組み合わせは決まっており地区優勝したチームとワイルドカードの3チームのなかでもっとも勝率の低いチーム、ワイルドカードのなかで勝率が上位の2チームがそれぞれ対戦します。開催球場は地区優勝チーム、ワイルドカード1位のチームの本拠地です。
ワイルドカードシリーズとディビジョンシリーズの違い
両リーグともにワイルドカードシリーズを勝ち上がった2チームは、地区優勝した3チームの中で勝率上位の2チームが待ち受けるディビジョンシリーズへと駒を進めます。
ワイルドカードシリーズとディビジョンシリーズで大きく異なるのは、試合数と本拠地の移動がある部分です。ディビジョンシリーズは5試合制で行われ先に3勝したチームがリーグチャンピオンシップへ進出します。どちらかのチームが3勝した時点で以降のゲームは開催されません。
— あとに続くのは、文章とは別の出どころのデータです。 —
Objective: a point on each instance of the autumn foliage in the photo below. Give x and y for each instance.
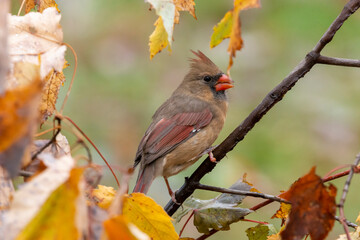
(61, 197)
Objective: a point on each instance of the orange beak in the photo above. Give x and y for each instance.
(224, 83)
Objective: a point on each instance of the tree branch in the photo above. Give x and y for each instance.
(273, 97)
(4, 58)
(338, 61)
(240, 192)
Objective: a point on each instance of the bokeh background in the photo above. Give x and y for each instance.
(117, 89)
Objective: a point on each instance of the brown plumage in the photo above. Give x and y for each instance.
(186, 125)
また、第1戦と第2戦、そして第5戦をディビジョンシリーズで待ち受けているチームの本拠地、第3戦と第4戦をワイルドカードシリーズから勝ち上がってきたチームの本拠地で対戦します。第2戦と第4戦の終了後にそれぞれ1日の移動日(休息日)が設けられています。
2024年ワイルドカードシリーズの日程
2024年のMLBワイルドカードシリーズは、ア・リーグとナ・リーグともに現地10月1日(日本時間10月2日)に開幕します。移動日(休息日)は設けられておらず、第2戦が現地10月2日(同10月3日)、第3戦は現地10月3日(同10月4日)と第1戦から3連戦が組まれています。
2024年のワイルドカード争いの見どころ
(公開日9月20日)時点では、もちろんワイルドカードシリーズに出場するチームは決まっていません。そのうえでワイルドカードシリーズの行方を考察します。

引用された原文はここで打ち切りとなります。